David Mason R.H.A.D Hearing Aid Audiologist Roseville, West End, Ampleforth, York.    Tel: 0870 4605649

"Interesting" Sound Facts

Interesting and amusing ‘sound fact’ snippets
from around the world:

  • Hearing loss is second only to arthritis as the most common complaint of older adults
  • The word ‘noise’ derives from the Latin word 'nausea' meaning sickness.
  • When you hold a sea shell up to your ear, the sound you hear is actually blood gushing around in your head.
  • Many insects can hear sounds but they do not hear in the same way as you or I. Cicadas have their hearing organs in their stomachs. Crickets have their hearing organs in their knees. Male mosquitoes hear with thousands of tiny hairs growing on their antennae.
  • Acoustics plays a large part in the design of modern concert halls, theatres and similar buildings. The travels of a sound wave can be shown on a computer screen, for different frequencies and for different materials covering them. This is why many such buildings have strange shapes on the walls and ceiling, such as discs, panels and saucers, to absorb or reflect the sounds.
  • The origin of the name of U2’s lead singer has been attributed to a dog food and the Latin phrase for 'good voice'. The most widely accepted explanation seems to be that he was named after a hearing aid shop. There was a shop in the O'Connell Street area of Dublin which sold 'Bonavox' hearing aids, and people reckon he may have adapted the name to become Bono.
  • Legend has it that Keith Moon (drummer with The Who) was standing in the lobby of a mid-western American hotel, with his portable cassette player blasting out some of the Who's latest work. After a few minutes, the normally crowded lobby had become deserted so the hotel manager asked Keith to turn the “noise” down to a quieter level. In true rock and roll spirit, Moon kept playing his tape at a really high volume - cue another plea from the manager to turn the noise off. This battle of wills continued until the manager told Keith that if he didn’t turn the machine off he'd call the police. It was time for a compromise. Moon said he would go back to his room if the manager would go with him. This seemed a bit strange but it was agreed and the pair went up to Keith's room on the 9th floor. When they got there, Moon asked the manager to wait outside the door while he went inside. Shortly after, Moon came back out - followed by a dynamite explosion coming from his bathroom. As smoke filled the hallway, Moon turned to the horrified manager and calmly explained, "That, my friend, is noise. This on the other hand," as he turned on his cassette player back on again, is… " The Who."

Celebrities with Hearing Problems:

  • Bill Clinton - wears two hearing aids
  • Brian Wilson - Beachboys. Deaf in one ear from when his father hit him on the head with a board at an early age
  • Charles Darwin - who kept daily records of his ears amplitude and frequency
  • George Harrison - had hearing damage from loud music
  • Neil Young - (loud music) main reason for his "acoustic" music during early 90's
  • Barbara Streisand - "Streisand has ascribed her volatile temperament to the tinnitus from which she has suffered since she was seven." source: news.independent.co.uk
  • Steve Martin - musician (banjo player), actor, comedian.
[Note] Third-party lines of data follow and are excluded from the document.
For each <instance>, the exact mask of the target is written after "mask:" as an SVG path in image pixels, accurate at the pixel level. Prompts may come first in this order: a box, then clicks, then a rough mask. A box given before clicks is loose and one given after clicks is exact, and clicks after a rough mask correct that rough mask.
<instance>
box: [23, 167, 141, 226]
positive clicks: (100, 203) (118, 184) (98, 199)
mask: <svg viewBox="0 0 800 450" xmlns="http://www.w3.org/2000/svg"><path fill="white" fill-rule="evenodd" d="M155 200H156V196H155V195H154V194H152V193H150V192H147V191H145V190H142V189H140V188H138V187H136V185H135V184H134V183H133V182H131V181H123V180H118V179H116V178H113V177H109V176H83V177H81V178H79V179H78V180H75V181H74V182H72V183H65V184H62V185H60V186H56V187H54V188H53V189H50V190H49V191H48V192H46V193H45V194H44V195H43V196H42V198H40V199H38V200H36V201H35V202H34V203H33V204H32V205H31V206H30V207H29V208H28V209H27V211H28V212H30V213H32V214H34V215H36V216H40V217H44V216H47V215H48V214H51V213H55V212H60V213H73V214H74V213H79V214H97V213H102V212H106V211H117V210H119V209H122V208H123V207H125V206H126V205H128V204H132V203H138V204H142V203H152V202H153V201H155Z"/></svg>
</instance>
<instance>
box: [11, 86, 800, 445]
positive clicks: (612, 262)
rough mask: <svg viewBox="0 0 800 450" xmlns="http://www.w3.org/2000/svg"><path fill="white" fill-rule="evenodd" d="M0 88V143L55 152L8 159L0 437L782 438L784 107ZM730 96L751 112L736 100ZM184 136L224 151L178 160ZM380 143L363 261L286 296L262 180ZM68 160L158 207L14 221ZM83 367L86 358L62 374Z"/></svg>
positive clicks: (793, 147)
He acquired tinnitus while filming a pistol-shooting scene in "Three Amigos!" in 1986. "You just get used to it."
  • Pete Townshend - "I have severe hearing damage. It's manifested itself as tinnitus,
    ringing in the ears at frequencies that I play guitar. It hurts, it's painful, and it's frustrating." Townshend is completely deaf in one ear from an explosion when Keith Moon blew up his drum set live on stage in the early 1960's, and loud amps.
  • Ludwig Van Beethoven - Famously deaf, Beethoven was also a famous tinnitus sufferer. The great composer was driven mad by "rushing and roaring sounds" in his head. Beginning in 1798 he experienced a continual humming and whistling in his ears that gradually grew stronger, eventually prompting the agonizing realization that he was going deaf. In 1802, in a state of desperation in which he contemplated suicide, Beethoven retired to the secluded village of Heiligenstadt and addressed to his brothers, a statement expressing his anguish (see below). The Heiligenstadt Testament as it is known marks a new period in Beethoven's output; the next ten years saw one of the most prodigious outpourings of masterpieces in the history of music. By 1812 he had completed Symphony 2,3 Eroica, 4, 5, 6 Pastoral, 7 and 8, Piano Concerto no. 4 and no. 5, Emperor, The Violin Concerto, His Opera, Fidellio, The Three Rasumovski String Quartets, and a wealth of piano sonatas and other works." None of which he ever heard with his own ears.